Molly Ringwald Talks Parenting A 16-Year-Old When You're An '80s Teen Icon

The actor opened up about social media, family dinner and more ahead of her Super Bowl ad.
Molly Ringwald and Mathilda Gianopoulos attend the "Dabka" premiere on April 27, 2017, in New York City.
Molly Ringwald and Mathilda Gianopoulos attend the "Dabka" premiere on April 27, 2017, in New York City.

Molly Ringwald may have been an ’80s teen icon, but when it comes to raising a teenager, she admits she feels as lost and clueless as other parents.

“I thought I would’ve had a little bit more edge or info or intel or something. But I feel like I’m very often just as confused and perplexed as anyone else,” she told HuffPost while discussing her upcoming Super Bowl ad for Avocados From Mexico.

Ringwald and her husband, Panio Gianopoulos, have three children ― 16-year-old Mathilda and 10-year-old twins Adele and Roman.

“My 10-year-old girl is basically a teenager already,” Ringwald joked, adding that things are different for young people these days.

“I think it’s a lot harder to be a teenager today. I feel like all of the insecurities, the highs and lows, the way that teenagers feel is the same. But there are so many other aspects that aggravate their lives,” she explained.

“We didn’t have 24/7 Instagram and other social media. I think that makes things very hard,” the actor said. “It makes it harder to focus, so they miss out on a lot of great things. I was really into films when I was young, and I could sit down and watch a long, slow-paced film. But I think kids are sort of losing their ability to do that now.”

Still, in many other ways, “they’re doing great,” she added. “My daughter has amazing taste in books. She loves Kurt Vonnegut, which I’d say the average 16-year-old isn’t reading today. She really just gets books.”

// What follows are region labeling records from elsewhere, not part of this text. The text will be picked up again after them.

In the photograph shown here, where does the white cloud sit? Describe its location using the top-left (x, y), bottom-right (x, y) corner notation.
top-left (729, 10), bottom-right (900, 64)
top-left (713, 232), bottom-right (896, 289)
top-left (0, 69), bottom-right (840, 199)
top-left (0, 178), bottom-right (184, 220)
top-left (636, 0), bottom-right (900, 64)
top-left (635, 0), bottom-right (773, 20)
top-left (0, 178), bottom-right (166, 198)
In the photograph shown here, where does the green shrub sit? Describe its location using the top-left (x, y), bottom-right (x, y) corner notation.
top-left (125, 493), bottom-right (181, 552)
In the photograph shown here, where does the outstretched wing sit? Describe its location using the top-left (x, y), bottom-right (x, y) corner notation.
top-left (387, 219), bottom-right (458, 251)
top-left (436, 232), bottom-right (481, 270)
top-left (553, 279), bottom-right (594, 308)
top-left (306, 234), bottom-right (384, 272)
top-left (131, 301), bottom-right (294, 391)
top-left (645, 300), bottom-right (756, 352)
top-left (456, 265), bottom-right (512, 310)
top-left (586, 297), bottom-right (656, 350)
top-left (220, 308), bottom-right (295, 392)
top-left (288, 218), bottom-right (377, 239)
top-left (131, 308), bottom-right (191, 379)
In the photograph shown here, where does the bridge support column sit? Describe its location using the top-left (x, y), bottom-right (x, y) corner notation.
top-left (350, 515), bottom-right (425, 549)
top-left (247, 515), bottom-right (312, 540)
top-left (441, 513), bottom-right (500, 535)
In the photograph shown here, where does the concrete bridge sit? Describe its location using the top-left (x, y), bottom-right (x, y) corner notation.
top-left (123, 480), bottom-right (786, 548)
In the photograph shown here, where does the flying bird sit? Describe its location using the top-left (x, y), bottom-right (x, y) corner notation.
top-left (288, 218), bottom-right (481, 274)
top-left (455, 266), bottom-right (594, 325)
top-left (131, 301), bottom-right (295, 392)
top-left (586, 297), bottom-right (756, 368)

In this way, Mathilda is very similar to her mother, who is also an avid reader and has even published three books.

“Reading was a huge part of my life growing up,” Ringwald recalled. “Books gave me a lot of solace and made me feel less alone in the world. They gave me that feeling that there’s something else out there. I feel like that’s so important for teenagers to have that feeling ― that it’s not always going to be like this, that the world is a big place and there’s a lot of things to do and places to go.”

In addition to reading time, family dinner and breakfast are occasions for unplugging in Ringwald’s house.

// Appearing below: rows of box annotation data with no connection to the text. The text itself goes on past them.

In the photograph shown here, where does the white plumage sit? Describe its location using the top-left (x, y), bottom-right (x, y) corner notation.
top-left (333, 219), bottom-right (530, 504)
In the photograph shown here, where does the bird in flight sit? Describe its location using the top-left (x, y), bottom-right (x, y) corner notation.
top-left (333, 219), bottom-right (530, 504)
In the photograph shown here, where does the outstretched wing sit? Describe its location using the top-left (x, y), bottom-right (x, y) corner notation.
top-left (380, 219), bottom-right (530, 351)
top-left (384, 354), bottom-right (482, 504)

“We decided family dinner would be the time everybody puts their devices down and hangs out and talks. I think it’s really important,” she said. “I credit my husband because he’s the one that gets it done. I like to say I’m a fancy chef and he’s the diner chef. He can cook a bunch of different things for a bunch of different people and get it on the table. He kind of reminds me of my mom in that way.”

Although Ringwald is a proud avocado fanatic and spokesperson for Avocados From Mexico, she said her kids don’t quite share her love.

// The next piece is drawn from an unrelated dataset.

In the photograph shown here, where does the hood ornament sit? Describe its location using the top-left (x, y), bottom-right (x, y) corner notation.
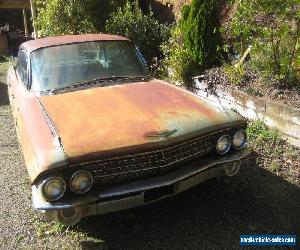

“My kids are not adventurous eaters. They basically live on air. I don’t know how my kids survive with how picky they are,” she said.

Still, they do share her interest in performing. Ringwald noted that both of her daughters have said they want to pursue acting careers and that all three kids have done some modeling. Not all of them have seen their mom’s biggest films yet.

“My 16-year-old has watched ‘The Breakfast Club.’ I am getting ready to show the other ones the movies, but I’m not quite there yet,” she said. “I feel like it’s a rite of passage and I’m just not ready. There’s time though.”

In the meantime, Ringwald’s kids have become big fans of “The Mandalorian” and have nightly discussions about the TV series before bedtime. They also recently watched another iconic teen movie.

“We just watched ‘Mean Girls,’ which is funny because I feel like in certain ways, it channels the John Hughes films,” said Ringwald. “There are definitely nods to them.”